A interdição compromete o trânsito na região e dificulta a circulação entre os dois países. Os professores afirmam, por sua vez, que o bloqueio segue por tempo indeterminado e condicionam o fim da paralisação à apresentação de respostas por parte do governo boliviano.
O movimento reúne docentes de diferentes municípios do departamento de Pando e integra uma mobilização articulada em várias regiões do país. Entre as principais reinvindicações estão o aumento salarial, atualização dos vencimentos e revisão do modelo de financiamento da educação.
O bloqueio atinge diretamente estudantes acreanos e brasileiros que atravessam a fronteira para estudar em universidades bolivianas. A Rede Amazônica Acre entrou em contato com o Ministério da Educação da Bolívia e aguarda retorno sobre as reivindicações da categoria.
A representante da Federação Departamental de Pando, Cecilia Pamela Terrazas Merubia, afirmou que a categoria também pede a anulação de propostas do governo e a saída da atual ministra da Educação, Beatriz García de Achá.
“Estamos aqui neste bloqueio que iniciamos ontem (segunda, 11) e demos continuidade com a paralisação de 48 horas por uma luta justa. Queremos aumento salarial e também que seja anulada a proposta do governo do chamado 50/50 para os professores”, declarou.
Com a passagem impedida, muitos precisam deixar veículos do lado boliviano e seguir a pé ou com transporte alternativo.

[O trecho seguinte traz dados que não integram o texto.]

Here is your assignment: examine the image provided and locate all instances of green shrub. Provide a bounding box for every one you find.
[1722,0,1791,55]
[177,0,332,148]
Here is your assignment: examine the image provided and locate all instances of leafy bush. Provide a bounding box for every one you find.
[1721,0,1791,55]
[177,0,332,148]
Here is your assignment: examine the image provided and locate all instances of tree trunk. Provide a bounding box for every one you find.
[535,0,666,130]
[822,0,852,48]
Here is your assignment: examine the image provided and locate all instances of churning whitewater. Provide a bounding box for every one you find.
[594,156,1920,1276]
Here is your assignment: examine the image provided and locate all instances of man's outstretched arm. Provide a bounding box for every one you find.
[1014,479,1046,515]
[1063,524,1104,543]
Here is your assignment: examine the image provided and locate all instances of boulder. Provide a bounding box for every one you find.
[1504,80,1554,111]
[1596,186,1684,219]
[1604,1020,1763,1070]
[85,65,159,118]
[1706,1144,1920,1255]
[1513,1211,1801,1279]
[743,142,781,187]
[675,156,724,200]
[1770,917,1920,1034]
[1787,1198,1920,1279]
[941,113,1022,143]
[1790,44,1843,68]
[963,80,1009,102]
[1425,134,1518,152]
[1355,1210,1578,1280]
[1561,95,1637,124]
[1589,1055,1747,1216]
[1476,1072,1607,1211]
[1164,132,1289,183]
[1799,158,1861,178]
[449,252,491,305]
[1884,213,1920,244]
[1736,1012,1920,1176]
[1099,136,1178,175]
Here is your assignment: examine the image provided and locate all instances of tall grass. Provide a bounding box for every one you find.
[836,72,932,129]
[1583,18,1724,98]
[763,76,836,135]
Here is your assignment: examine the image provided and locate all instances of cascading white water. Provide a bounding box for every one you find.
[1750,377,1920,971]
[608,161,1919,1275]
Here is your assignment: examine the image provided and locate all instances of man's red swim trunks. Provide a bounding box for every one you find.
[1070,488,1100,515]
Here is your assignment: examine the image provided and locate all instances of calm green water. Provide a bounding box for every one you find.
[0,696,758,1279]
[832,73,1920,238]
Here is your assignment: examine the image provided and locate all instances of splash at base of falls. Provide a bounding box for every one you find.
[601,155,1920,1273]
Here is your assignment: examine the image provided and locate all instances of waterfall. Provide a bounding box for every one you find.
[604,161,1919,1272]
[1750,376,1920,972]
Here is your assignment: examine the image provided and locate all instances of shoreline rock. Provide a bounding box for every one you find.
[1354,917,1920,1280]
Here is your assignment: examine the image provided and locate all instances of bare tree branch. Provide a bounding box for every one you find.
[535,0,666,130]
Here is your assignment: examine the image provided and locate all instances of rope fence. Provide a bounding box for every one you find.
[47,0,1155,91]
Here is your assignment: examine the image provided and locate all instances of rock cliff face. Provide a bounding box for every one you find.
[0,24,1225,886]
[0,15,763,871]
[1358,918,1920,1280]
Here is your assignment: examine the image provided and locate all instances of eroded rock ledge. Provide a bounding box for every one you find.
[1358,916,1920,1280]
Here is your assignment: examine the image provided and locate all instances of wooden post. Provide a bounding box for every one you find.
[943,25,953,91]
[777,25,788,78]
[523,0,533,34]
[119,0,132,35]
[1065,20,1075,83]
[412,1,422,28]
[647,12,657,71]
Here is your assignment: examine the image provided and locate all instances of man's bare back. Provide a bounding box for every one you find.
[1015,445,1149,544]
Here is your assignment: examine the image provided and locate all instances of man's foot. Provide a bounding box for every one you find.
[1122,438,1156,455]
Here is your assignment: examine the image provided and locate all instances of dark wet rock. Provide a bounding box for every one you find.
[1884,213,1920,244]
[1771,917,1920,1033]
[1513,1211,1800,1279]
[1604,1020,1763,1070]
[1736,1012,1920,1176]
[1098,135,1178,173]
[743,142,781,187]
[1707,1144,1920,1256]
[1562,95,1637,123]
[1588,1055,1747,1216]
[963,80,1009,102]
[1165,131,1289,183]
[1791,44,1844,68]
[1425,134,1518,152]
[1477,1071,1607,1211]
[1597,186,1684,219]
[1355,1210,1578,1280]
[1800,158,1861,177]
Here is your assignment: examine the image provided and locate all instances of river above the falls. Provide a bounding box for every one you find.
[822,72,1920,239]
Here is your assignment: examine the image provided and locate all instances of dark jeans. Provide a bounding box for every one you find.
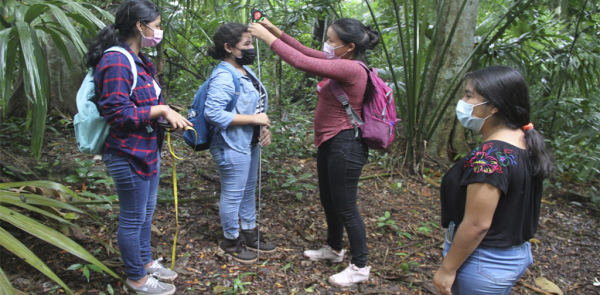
[317,129,369,267]
[103,153,160,280]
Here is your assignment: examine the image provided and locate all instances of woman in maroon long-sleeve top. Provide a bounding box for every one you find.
[249,18,379,287]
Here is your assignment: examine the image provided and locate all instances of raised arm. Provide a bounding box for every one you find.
[258,18,325,58]
[249,23,365,84]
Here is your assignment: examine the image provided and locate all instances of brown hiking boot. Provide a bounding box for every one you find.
[240,228,277,253]
[219,236,257,264]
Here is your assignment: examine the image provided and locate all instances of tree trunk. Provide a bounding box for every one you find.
[156,43,167,100]
[426,0,479,162]
[46,37,85,117]
[5,73,27,120]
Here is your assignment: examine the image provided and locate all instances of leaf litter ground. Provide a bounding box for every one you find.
[1,130,599,295]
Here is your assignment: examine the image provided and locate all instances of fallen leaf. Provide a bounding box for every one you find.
[529,238,541,244]
[212,285,231,294]
[421,187,431,197]
[535,276,564,295]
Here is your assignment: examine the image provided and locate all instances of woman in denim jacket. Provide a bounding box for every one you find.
[204,23,276,264]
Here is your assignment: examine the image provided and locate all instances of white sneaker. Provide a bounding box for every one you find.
[124,276,176,295]
[328,264,371,287]
[145,258,178,280]
[303,245,345,262]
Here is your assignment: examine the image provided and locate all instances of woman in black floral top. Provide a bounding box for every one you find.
[433,66,553,295]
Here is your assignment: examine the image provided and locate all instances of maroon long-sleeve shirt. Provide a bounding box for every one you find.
[271,33,368,146]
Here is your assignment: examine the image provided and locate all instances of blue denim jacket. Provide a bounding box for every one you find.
[204,61,268,154]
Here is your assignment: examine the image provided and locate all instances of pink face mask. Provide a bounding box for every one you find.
[140,23,163,47]
[323,43,348,59]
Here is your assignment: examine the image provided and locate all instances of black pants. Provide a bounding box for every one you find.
[317,129,369,268]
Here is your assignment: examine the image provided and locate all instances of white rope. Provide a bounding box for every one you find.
[256,37,262,263]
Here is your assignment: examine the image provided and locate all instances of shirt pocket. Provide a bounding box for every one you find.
[235,84,257,114]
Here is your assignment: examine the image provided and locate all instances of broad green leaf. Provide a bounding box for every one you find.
[0,181,83,201]
[0,27,15,113]
[66,264,83,271]
[81,3,115,23]
[34,26,74,72]
[46,5,86,55]
[83,265,90,281]
[24,4,50,23]
[0,206,122,282]
[0,266,16,295]
[58,0,106,29]
[1,29,17,118]
[0,227,73,295]
[0,191,85,214]
[88,264,103,273]
[0,196,77,226]
[15,21,41,100]
[0,0,18,24]
[0,28,13,82]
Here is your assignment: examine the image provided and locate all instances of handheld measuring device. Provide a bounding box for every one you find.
[251,8,265,22]
[250,6,265,263]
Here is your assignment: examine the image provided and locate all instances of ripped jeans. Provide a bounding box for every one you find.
[317,129,369,268]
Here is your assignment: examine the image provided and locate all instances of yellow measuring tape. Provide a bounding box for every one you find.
[164,126,197,270]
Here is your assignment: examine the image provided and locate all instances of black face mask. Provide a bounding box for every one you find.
[233,48,256,65]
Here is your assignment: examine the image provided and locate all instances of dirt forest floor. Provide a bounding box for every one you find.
[1,128,599,295]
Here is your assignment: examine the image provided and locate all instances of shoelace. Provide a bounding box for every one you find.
[150,257,165,270]
[235,239,248,253]
[144,276,165,290]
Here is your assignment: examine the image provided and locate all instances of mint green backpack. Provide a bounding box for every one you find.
[74,47,137,154]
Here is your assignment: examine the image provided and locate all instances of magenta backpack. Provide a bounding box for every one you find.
[329,61,399,150]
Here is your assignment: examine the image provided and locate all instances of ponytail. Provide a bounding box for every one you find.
[524,128,554,180]
[331,18,379,60]
[85,24,120,68]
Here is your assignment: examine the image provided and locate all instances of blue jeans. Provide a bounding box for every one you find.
[317,129,369,268]
[443,224,533,295]
[103,153,160,281]
[210,136,259,239]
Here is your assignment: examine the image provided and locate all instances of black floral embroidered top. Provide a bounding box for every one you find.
[440,140,543,247]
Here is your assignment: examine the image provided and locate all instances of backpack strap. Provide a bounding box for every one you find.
[104,46,138,97]
[329,79,365,138]
[214,64,241,111]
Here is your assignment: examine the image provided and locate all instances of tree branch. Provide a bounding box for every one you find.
[166,59,205,80]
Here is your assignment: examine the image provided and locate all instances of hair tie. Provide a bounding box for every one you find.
[522,123,534,131]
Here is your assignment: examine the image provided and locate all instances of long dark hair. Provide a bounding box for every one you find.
[465,66,553,180]
[85,0,160,68]
[207,23,249,60]
[330,18,379,60]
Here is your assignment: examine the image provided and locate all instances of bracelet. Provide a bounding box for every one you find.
[164,105,171,115]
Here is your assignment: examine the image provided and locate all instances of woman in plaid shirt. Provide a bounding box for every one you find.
[84,1,190,294]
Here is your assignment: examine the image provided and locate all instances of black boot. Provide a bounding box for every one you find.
[219,236,257,264]
[240,228,277,253]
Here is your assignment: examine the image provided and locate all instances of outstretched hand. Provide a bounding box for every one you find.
[258,18,275,30]
[258,18,282,38]
[248,23,272,41]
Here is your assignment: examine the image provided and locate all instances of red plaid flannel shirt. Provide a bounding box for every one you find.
[95,44,164,179]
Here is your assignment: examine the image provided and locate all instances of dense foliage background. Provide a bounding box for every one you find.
[0,0,598,293]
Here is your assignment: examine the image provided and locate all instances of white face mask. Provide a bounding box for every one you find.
[455,100,493,132]
[323,43,348,60]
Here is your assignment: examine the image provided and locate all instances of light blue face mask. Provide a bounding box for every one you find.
[456,100,492,132]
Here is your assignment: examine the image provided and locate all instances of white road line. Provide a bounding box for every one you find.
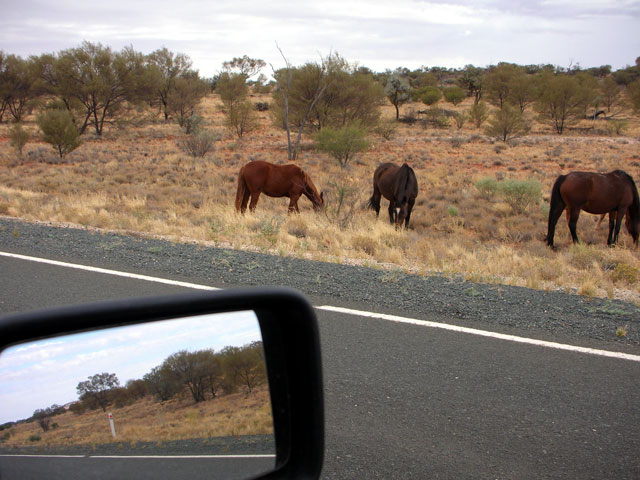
[0,454,275,459]
[317,305,640,363]
[0,251,219,291]
[3,251,639,362]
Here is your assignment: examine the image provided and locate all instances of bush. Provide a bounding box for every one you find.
[181,114,204,135]
[36,109,82,158]
[498,179,542,213]
[414,86,442,105]
[314,125,369,167]
[443,86,466,106]
[474,177,499,199]
[606,119,627,136]
[29,434,41,442]
[484,104,530,142]
[180,130,221,158]
[9,123,29,156]
[469,101,490,128]
[225,100,259,138]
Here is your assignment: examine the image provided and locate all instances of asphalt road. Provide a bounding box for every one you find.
[0,455,274,480]
[1,222,640,479]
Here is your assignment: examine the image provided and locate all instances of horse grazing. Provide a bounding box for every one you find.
[235,160,324,214]
[367,162,419,229]
[546,170,640,248]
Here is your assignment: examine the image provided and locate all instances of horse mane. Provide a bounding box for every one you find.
[394,164,412,202]
[302,169,320,198]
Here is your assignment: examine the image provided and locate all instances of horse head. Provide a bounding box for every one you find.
[312,191,325,211]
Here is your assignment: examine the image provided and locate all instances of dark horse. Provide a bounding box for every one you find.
[235,160,324,214]
[546,170,640,248]
[367,162,419,228]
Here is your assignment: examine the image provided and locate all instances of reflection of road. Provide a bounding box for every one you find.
[0,455,275,480]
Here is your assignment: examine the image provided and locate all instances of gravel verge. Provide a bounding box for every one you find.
[1,216,639,348]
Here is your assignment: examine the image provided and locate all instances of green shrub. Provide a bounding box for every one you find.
[447,205,459,216]
[29,434,41,442]
[474,177,499,199]
[9,123,29,156]
[314,125,369,167]
[443,86,466,106]
[416,86,442,106]
[36,109,81,158]
[498,179,542,213]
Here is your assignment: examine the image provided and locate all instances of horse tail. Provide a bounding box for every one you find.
[395,164,411,202]
[235,166,247,212]
[621,171,640,243]
[546,174,567,247]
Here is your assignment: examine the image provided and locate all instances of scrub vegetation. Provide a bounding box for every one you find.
[0,45,640,302]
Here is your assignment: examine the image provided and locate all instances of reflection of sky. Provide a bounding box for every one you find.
[0,311,261,424]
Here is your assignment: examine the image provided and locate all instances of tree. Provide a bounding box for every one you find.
[0,54,37,122]
[36,108,81,158]
[384,74,411,120]
[32,408,52,432]
[216,72,249,111]
[147,47,194,121]
[36,42,154,136]
[599,76,623,114]
[143,365,181,402]
[76,372,120,412]
[457,64,484,103]
[534,72,596,134]
[167,74,209,130]
[314,125,369,167]
[629,79,640,113]
[222,55,266,79]
[483,63,521,109]
[225,100,260,138]
[162,350,211,403]
[221,342,266,394]
[311,59,384,130]
[271,47,330,160]
[484,104,530,142]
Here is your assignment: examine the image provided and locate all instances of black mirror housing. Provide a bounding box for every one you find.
[0,287,324,480]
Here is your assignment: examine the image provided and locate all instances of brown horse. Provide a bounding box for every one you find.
[546,170,640,248]
[235,160,324,214]
[367,162,419,228]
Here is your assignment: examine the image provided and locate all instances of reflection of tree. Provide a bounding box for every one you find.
[221,342,267,394]
[76,372,120,412]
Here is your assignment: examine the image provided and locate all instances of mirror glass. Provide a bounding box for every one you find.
[0,310,275,480]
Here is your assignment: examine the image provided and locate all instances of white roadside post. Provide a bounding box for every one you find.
[108,413,117,439]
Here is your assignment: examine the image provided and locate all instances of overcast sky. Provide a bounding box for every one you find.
[0,311,261,424]
[2,1,639,77]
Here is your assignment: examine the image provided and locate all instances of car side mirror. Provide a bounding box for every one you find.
[0,287,324,480]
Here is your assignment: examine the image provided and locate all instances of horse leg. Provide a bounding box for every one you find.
[611,209,625,245]
[567,208,581,244]
[404,198,415,229]
[288,194,301,214]
[388,203,396,225]
[249,192,261,212]
[607,212,616,245]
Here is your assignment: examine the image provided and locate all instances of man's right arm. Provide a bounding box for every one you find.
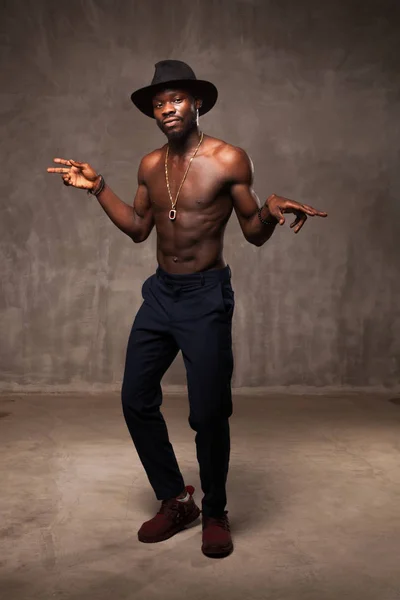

“Fica difícil, porque a gente precisa chegar à faculdade e acaba tendo que buscar outras formas de transporte. Como agora as aulas estão começando mais cedo, tivemos que deixar moto e carro do lado boliviano, porque já não dava mais para passar. E fica aquele medo de roubo, furto, alguma coisa do tipo”, relatou o estudante Wesley Lima.
Situação constrangedora
Já o estudante Antônio Ferreira, disse que foi surpreendido pela interdição e criticou a falta de aviso prévio. “A gente não teve tempo para se organizar. É uma situação constrangedora, porque precisamos deixar o transporte e seguir a pé”, afirmou.
Segundo Antônio, a rotina ficou mais complicada com a necessidade de transporte alternativo. O estudante também destacou a incerteza sobre a duração do protesto.
“Depois disso, ainda dependemos de mototáxi, lotação ou ajuda de outras pessoas para conseguir chegar em casa. Fica tudo mais difícil. A gente não sabe até quando isso vai continuar, e isso preocupa”, explicou.